9. Naming Conventions

Naming conventions tend to be a religious issue. Generally, it doesn't matter too much what naming convention is followed as long as one is chosen and followed religiously. There are two kinds of naming conventions supported by LCLint. Type-based naming conventions (Section 9.1) constrain identifier names according to the abstract types that are accessible where the identifier is defined. Prefix naming conventions (Section 9.2) constrain the initial characters of identifier names according to what is being declared and its scope. Naming conventions may be combined or different conventions may be selected for different kinds of identifiers. In addition, LCLint supports checking that names do not conflict with names reserved for the standard library or implementation (Section 9.3) and that names are sufficiently distinguishable from other names.

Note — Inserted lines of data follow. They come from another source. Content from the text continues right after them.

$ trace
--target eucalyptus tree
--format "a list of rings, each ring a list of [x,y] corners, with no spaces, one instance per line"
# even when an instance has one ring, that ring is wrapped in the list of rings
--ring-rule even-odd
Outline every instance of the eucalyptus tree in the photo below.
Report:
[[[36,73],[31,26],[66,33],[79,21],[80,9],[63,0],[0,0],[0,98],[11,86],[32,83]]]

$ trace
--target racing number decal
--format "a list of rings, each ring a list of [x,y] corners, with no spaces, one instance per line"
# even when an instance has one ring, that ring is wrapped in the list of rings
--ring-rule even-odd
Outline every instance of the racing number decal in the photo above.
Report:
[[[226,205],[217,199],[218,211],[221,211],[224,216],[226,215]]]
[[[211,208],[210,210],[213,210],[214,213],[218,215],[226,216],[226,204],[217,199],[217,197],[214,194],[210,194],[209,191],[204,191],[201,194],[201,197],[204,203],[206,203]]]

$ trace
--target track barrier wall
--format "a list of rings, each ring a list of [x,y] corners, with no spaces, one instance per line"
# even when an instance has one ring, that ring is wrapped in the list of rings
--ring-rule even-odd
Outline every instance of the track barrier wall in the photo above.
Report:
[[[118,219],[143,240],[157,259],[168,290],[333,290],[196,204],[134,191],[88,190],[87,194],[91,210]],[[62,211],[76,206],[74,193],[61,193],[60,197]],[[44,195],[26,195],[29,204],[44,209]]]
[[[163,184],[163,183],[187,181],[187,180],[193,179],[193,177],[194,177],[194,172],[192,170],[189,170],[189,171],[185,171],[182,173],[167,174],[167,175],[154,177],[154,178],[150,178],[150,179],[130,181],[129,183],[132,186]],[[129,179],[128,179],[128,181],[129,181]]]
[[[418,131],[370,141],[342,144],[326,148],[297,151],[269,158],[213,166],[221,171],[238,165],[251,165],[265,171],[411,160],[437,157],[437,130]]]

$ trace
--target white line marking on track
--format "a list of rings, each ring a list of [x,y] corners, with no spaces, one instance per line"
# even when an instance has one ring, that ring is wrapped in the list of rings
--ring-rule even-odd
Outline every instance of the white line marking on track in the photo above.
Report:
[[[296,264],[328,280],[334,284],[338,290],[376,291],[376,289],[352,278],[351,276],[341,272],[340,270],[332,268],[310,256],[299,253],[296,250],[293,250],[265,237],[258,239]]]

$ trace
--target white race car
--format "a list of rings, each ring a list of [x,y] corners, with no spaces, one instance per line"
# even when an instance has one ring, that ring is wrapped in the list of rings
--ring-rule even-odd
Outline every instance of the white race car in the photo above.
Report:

9.1 Type-Based Naming Conventions

Generic naming conventions constrain valid names of identifiers. By limiting valid names, namespaces may be preserved and programs may be more easily understood since the name gives clues as to how and where the name is defined and how it should be used.

Names may be constrained by the scope of the name (external, file static, internal), the file in which the identifier is defined, the type of the identifier, and global constraints.

9.1.1 Czech Names

Of course, this is a complete jumble to the uninitiated, and that's the joke.
- Charles Simonyi, on the Hungarian naming convention

Czech[23] names denote operations and variables of abstract types by preceding the names by <type>_. The remainder of the name should begin with a lowercase character, but may use any other character besides the underscore. Types may be named using any non-underscore characters.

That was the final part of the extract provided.